According to the CDC (Center of Disease Control),
if a tick is attached, you will want to remove it immediately. For
tick removal, use clean, pointy or fine-tipped tweezers to grasp
the tick as close to the skin as possible. You will want to try to
avoid breaking off the head or mouth parts when you remove it, so
try not to twist or jerk the tick. Pull up slowly and steady with
even pressure. If the mouth breaks off, and you are unable to
remove it with tweezers, leave it alone and allow the skin to heal.

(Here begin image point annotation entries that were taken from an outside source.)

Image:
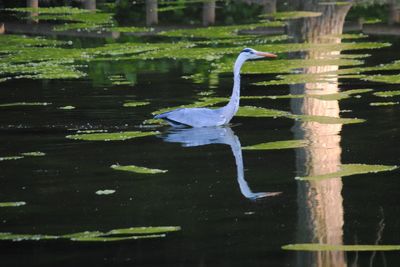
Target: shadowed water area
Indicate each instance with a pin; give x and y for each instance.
(305, 174)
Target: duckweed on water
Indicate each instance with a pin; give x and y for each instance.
(97, 236)
(351, 169)
(135, 104)
(137, 169)
(18, 104)
(119, 136)
(387, 93)
(105, 192)
(327, 247)
(34, 154)
(12, 204)
(278, 145)
(378, 104)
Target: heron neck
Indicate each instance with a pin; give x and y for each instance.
(232, 107)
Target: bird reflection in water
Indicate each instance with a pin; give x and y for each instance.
(190, 137)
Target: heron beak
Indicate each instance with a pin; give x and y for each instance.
(264, 54)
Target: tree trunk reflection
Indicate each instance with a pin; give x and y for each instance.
(320, 203)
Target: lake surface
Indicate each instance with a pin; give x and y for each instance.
(215, 189)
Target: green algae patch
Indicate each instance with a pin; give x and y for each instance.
(67, 108)
(326, 119)
(250, 111)
(379, 104)
(202, 102)
(293, 15)
(34, 154)
(132, 104)
(137, 169)
(12, 204)
(351, 169)
(278, 145)
(119, 136)
(122, 234)
(387, 93)
(10, 158)
(383, 78)
(19, 104)
(105, 192)
(327, 247)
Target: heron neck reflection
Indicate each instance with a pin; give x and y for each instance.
(190, 137)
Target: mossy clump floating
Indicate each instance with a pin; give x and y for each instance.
(33, 154)
(67, 107)
(118, 136)
(105, 192)
(387, 93)
(250, 111)
(380, 104)
(327, 247)
(19, 104)
(12, 204)
(351, 169)
(11, 158)
(137, 169)
(132, 104)
(287, 144)
(122, 234)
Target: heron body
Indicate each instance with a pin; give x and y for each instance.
(205, 117)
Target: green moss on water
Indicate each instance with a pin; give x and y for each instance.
(387, 93)
(137, 169)
(135, 103)
(115, 235)
(278, 145)
(34, 154)
(12, 204)
(327, 247)
(118, 136)
(10, 158)
(19, 104)
(351, 169)
(378, 104)
(105, 192)
(67, 107)
(293, 15)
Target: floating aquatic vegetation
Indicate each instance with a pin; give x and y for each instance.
(278, 145)
(105, 192)
(34, 154)
(203, 102)
(12, 204)
(378, 104)
(137, 169)
(387, 93)
(97, 236)
(136, 103)
(351, 169)
(67, 107)
(327, 247)
(249, 111)
(383, 78)
(218, 31)
(10, 158)
(293, 15)
(118, 136)
(18, 104)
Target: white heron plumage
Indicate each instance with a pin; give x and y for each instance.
(205, 117)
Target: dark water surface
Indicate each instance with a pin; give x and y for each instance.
(211, 183)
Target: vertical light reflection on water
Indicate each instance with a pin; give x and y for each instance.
(320, 203)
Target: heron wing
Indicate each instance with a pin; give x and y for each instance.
(195, 117)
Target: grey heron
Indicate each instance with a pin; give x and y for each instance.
(205, 117)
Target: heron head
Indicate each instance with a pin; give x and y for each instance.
(250, 53)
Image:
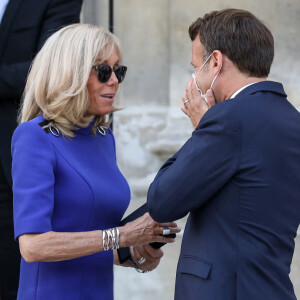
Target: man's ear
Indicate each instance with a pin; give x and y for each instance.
(217, 58)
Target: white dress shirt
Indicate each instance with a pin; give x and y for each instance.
(238, 91)
(3, 4)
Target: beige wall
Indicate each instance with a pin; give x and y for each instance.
(157, 51)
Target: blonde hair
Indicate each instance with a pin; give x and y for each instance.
(57, 83)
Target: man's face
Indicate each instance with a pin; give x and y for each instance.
(204, 76)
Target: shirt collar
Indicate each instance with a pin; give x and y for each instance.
(238, 91)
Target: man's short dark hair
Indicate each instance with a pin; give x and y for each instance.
(246, 41)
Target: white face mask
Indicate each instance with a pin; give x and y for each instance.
(195, 76)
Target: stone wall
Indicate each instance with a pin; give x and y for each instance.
(151, 127)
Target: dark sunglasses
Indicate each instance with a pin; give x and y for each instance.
(104, 72)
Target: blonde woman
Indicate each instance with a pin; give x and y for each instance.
(69, 195)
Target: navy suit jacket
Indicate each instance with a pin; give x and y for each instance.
(239, 178)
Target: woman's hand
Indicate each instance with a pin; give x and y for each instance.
(145, 230)
(194, 106)
(146, 257)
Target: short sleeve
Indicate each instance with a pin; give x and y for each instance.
(33, 179)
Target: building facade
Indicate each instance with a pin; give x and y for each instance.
(151, 127)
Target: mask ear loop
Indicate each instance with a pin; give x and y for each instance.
(216, 76)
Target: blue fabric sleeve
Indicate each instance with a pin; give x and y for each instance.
(33, 179)
(199, 169)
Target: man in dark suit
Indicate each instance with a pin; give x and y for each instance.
(238, 175)
(25, 25)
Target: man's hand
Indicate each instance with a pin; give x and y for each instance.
(194, 106)
(149, 255)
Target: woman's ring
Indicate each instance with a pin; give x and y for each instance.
(141, 260)
(166, 230)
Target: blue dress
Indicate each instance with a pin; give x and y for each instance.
(66, 185)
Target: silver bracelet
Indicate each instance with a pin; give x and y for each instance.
(118, 238)
(109, 239)
(113, 236)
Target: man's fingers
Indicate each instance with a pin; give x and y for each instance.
(156, 253)
(210, 98)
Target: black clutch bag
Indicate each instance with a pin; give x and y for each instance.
(124, 253)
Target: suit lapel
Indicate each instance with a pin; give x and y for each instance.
(6, 22)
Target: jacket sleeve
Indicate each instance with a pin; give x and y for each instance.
(33, 179)
(59, 13)
(204, 164)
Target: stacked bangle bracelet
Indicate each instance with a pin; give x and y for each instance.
(111, 239)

After removing the tick, clean the area with rubbing alcohol,
iodine scrub or soap and water.
Do not attempt tick removal with petroleum jelly, hot objects
such as matches or cigarettes, or by other methods. After handling
ticks, be sure to wash hands thoroughly with soap and water.
After removing the tick, it can be disposed by submerging it in
alcohol, sealing it in a container, flushing it down the toilet, or
wrapping it in tape. You should not crush a tick with your fingers.
You can also contact your local health department about testing it
for disease. However, the CDC claims this may not be useful for the
- The test may show the tick contained disease-causing organisms,
but it may not mean you have been infected.
- You may develop symptoms of disease before the test results are
available. It is important to get treatment at the first signs of
infection which may include rash or fever within several weeks of
removing the tick.
- If the results are negative, you may have false assurance. You
may have a tick bite from a different tick than the one tested, and
not realized it.
If you have concerns about a tick bite, contact your doctor.